Lorsqu'il me rejoint enfin au troisième étage, grimaçant et à bout de souffle, je le préviens :

— Je comprendrais si tu préférais redescendre pour le moment. Tu pourras toujours revenir une prochaine fois, quand tu iras mieux...

— Pas question. Tu m'as dit qu'il y avait quelque chose de beau à voir là-haut, et après avoir passé ma vie enfermé, j'ai soif de splendeur !

Une lueur vivace illumine son regard vert, et je devine que malgré sa souffrance, il ne lâchera pas l'affaire. Sa détermination me parle, me touche au plus profond de mon cœur. J'acquiesce et le laisse passer devant moi dans les prochains escaliers en colimaçon. Je ne me sens pas capable de poser mes mains sur lui pour le soutenir, mais je peux tout à fait rester dans son dos pour parer d'éventuelles chutes.

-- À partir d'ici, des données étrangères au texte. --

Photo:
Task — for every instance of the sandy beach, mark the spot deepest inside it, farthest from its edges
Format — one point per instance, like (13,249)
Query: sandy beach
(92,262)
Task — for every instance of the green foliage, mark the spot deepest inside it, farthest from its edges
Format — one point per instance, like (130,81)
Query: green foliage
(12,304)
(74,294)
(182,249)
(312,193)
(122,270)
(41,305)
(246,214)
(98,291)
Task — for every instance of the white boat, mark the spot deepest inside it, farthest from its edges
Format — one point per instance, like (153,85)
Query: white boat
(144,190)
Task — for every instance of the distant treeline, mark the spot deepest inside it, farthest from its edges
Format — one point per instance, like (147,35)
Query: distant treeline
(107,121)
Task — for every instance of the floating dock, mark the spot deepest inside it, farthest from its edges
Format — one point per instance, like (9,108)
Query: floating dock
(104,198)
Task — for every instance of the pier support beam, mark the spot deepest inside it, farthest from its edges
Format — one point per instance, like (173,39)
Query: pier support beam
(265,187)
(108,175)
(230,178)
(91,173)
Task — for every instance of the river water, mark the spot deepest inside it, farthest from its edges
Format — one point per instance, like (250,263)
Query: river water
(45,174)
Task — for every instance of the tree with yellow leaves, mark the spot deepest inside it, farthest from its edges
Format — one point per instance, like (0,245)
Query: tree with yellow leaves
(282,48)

Je ne sais pas combien de temps nous mettons à arriver en haut de cette nouvelle tour de Babel, et je ne prends pas la peine de le vérifier ma montre. Je me contente de ce que m'offre ce moment : je me rends compte de la vive brûlure qui crépite dans mes cuisses et mes mollets, de mon souffle éreinté qui m'assèche la gorge, de mes mains qui s'engourdissent à force de pendre le long de mes jambes... de toutes ces sensations que je n'ai jamais eu le droit de ressentir jusqu'à aujourd'hui, car le sport m'était interdit. Ils disaient que c'était pour préserver nos corps pour les futurs bébés qu'ils accueilleraient, mais je suis persuadée, maintenant, que c'est simplement pour nous faire nous sentir faibles et nous retirer les capacités physiques de nous défendre. S'ils mettaient autant d'inventivité à aider les gens plutôt qu'à les manipuler pour les conditionner et en faire des esclaves qui ignorent qu'ils en sont, le monde n'en serait pas là aujourd'hui.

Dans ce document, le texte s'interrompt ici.